Depression can look a lot like a bad attitude. Try reacting to his chronic edginess with “Sounds like you’re in pain. You can come to me about anything, any time.”
Read books. Any kind. All kinds. It’s exercise for the brain and it feeds the soul. Start slow, that’s ok. As with many things, consistency beats speed.
Sometimes it just takes a while to catch on. I had to watch Game of thrones 3 or 4 times before I could keep track of all the characters and subplots. Record your lectures so you can replay them a few times.
Purpose is more important than happiness. Having a purpose (or looking for it) will save you. (And sometimes finding a *new* purpose is what you need.)
When he comes to you and tells you he’s in trouble, stay calm. Ask “How can I help you?”
Figure it out together. No matter how old he is, he needs to know you’re on his side. There will be time for lessons and consequences, etc. But first, help.
When the child is feeling upset or out of control, that is not the time to teach a lesson. Share your calm, be a safe place for them. When they’re feeling better, THEN teach the lesson.
Sleep paralysis runs in the family. If you ever feel like you’re awake but you can’t move - don’t panic. It will pass in a minute. It’s just a lag time in your sleep/wake cycle.
Recruit the kids to help with cleaning the house. All hands on deck "round-ups" are fun and efficient: Round up sippy cups, trash, dirty laundry, give-aways, etc. Time them for maximum enthusiasm: "60 second trash round up...Go!" See who can collect the most trash in 60 seconds.
Start explaining wants vs. needs. Continue explaining for the next 30 years.
We don’t always get what we want. That’s okay. 4 year olds can begin to understand this.
Great article on how to explain that bodies AND brains are undergoing rapid changes during adolescence. Re-read and then chat!
https://www.upworthy.com/amp/this-mother-s-description-of-her-tween-son-s-brain-is-a-must-read-for-all-parents?c=ufb1
Inevitably you will make mistakes in your career. Someone will dress you down for it. It stings. But they are doing you a favor. Thank them for it. We all have to learn, and we can’t do that if our pride gets in the way. Be humble and accept constructive criticism.
Long before I was old enough to decide what I wanted my life to be about, I was set on a path of other’s choosing: marriage, kids, Catholic. I took that assignment to heart. Focused like a laser beam. Ironically, I believe that it’s because marriage and a conventional family was my prime directive that I ended up becoming roadkill on that path. My point is twofold: don’t let me or anyone else tell you what your life should look like. Maybe college isn’t for you, maybe marriage isn’t something that appeals to you, maybe it is! Keep exploring until you find a direction that fits your own values and priorities. As long as you’re paying your bills and you’re not hurting anyone including yourself, knock yourself out! Go wild! Do whatever feels right. And if you don’t know where you want to be, go where you’re needed to start with. I love you forever no matter what you do.

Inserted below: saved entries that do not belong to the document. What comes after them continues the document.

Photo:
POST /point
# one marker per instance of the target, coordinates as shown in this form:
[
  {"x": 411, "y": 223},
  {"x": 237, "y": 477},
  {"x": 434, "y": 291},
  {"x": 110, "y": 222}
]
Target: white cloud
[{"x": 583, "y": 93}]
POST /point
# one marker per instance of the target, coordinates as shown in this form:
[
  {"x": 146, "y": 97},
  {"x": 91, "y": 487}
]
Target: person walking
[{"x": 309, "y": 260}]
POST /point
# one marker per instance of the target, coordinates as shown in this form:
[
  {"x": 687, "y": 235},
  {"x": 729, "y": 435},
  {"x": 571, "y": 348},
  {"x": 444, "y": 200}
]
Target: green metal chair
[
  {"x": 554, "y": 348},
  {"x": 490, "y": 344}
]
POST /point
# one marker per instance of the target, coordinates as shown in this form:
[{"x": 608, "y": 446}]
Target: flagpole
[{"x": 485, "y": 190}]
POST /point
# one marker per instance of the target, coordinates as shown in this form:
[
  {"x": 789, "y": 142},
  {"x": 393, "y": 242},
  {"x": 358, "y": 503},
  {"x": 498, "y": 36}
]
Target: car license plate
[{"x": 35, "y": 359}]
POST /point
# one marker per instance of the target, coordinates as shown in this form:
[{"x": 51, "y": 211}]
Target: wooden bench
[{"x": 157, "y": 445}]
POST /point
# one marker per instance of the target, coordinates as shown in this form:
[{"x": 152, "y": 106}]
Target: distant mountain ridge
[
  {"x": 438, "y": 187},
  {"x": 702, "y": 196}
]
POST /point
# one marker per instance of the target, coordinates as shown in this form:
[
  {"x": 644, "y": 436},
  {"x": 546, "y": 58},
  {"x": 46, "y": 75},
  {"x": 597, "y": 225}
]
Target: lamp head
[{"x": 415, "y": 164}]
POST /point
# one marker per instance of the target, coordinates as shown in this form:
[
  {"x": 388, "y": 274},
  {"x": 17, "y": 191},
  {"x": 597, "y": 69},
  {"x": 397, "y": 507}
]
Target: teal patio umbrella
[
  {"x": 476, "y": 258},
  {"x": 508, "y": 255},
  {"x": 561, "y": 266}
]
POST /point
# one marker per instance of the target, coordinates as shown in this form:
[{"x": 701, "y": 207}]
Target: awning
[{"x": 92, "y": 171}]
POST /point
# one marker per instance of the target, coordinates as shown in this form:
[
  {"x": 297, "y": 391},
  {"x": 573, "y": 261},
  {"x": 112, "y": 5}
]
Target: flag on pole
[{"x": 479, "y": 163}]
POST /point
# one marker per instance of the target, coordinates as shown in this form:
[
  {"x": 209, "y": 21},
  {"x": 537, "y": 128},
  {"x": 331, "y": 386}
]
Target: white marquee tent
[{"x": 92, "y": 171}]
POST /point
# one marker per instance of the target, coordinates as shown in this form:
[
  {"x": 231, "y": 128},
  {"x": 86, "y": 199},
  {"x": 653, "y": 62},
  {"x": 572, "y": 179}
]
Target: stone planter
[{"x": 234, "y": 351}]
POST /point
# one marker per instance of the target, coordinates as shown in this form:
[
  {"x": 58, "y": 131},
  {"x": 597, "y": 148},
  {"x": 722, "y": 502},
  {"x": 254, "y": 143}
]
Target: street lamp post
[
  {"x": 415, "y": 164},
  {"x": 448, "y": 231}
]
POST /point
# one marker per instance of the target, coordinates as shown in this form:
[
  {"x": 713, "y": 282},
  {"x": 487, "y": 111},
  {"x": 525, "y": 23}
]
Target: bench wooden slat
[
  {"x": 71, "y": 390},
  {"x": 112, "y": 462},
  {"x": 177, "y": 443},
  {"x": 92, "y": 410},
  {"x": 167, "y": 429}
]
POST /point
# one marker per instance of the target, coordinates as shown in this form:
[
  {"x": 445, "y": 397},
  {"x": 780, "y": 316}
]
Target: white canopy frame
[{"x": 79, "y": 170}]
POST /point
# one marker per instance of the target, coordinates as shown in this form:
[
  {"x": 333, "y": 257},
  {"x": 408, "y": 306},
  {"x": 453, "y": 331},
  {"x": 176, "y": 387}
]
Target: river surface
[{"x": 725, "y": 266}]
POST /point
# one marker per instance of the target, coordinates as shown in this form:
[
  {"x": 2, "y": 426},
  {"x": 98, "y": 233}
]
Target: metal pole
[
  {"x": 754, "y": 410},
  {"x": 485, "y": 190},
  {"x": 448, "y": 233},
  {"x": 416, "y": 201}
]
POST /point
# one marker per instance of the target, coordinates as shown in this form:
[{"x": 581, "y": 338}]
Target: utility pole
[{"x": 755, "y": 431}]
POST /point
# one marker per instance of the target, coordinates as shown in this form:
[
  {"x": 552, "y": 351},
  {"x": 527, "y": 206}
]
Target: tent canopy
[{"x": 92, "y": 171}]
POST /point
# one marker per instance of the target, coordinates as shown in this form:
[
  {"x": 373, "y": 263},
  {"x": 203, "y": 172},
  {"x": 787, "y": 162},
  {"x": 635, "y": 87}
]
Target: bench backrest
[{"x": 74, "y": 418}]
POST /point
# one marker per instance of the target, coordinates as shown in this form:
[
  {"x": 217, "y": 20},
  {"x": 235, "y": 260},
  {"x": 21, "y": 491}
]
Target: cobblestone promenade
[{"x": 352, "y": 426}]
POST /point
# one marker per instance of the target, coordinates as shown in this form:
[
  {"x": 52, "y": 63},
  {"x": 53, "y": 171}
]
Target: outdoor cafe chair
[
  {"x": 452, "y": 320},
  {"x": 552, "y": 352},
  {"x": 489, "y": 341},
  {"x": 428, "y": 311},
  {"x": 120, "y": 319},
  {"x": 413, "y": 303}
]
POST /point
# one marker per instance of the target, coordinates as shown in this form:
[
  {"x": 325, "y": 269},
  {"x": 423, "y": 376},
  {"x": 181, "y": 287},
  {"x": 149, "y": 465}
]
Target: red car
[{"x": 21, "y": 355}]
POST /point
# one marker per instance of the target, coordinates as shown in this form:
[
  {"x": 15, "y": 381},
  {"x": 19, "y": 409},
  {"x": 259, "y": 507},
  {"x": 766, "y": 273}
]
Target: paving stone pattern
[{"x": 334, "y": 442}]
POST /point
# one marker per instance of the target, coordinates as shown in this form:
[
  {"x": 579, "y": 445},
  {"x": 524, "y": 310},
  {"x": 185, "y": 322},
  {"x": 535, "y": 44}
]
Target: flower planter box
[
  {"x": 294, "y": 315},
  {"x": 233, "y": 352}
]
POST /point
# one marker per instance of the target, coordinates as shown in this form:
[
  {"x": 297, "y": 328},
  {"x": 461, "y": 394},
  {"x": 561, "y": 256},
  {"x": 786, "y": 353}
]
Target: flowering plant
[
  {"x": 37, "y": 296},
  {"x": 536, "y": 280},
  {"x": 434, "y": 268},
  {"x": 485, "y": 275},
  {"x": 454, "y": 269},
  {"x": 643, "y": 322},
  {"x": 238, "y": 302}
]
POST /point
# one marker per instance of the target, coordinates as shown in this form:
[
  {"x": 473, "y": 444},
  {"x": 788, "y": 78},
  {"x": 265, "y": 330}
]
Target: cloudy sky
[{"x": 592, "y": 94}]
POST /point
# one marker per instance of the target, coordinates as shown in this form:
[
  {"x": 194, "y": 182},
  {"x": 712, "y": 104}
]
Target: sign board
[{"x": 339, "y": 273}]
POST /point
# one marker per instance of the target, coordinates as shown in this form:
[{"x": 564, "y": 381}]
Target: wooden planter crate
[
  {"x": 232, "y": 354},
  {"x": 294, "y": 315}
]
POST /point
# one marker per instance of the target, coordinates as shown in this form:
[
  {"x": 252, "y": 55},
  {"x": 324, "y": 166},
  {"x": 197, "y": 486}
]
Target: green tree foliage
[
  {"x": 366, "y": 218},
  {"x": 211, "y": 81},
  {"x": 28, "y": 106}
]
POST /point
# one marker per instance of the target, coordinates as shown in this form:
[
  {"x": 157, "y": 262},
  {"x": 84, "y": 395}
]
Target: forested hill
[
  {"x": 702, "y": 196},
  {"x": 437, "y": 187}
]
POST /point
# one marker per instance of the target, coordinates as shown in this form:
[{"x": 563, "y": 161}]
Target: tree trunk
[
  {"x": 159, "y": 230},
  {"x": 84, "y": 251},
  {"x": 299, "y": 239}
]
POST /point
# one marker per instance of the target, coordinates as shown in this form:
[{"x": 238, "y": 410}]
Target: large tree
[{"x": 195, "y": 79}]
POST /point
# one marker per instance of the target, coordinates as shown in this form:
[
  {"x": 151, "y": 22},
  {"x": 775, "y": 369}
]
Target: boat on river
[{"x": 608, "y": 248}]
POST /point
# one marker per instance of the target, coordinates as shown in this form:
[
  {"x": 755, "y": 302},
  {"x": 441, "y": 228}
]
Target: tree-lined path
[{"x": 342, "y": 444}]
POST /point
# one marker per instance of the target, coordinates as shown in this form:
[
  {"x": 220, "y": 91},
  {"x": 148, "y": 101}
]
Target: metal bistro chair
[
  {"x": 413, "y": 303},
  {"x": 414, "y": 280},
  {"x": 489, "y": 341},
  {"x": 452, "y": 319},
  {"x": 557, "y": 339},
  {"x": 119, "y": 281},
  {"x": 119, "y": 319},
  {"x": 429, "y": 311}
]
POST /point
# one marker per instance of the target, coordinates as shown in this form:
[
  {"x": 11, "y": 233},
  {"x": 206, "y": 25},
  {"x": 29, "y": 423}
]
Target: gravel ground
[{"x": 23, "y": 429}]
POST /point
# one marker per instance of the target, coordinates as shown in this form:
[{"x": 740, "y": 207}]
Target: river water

Listen to books of love letters. I forget the title but one of the Bush twins wrote a book about her grandparents (George and Barbara). Stories about real love, real life. Fiction is great too but having a real world examples of happy partnerships is gold.
Show them a picture of a riptide and explain about swimming parallel to the shore instead of fighting it.
Google Outer Banks NC green fluorescent dye in riptide.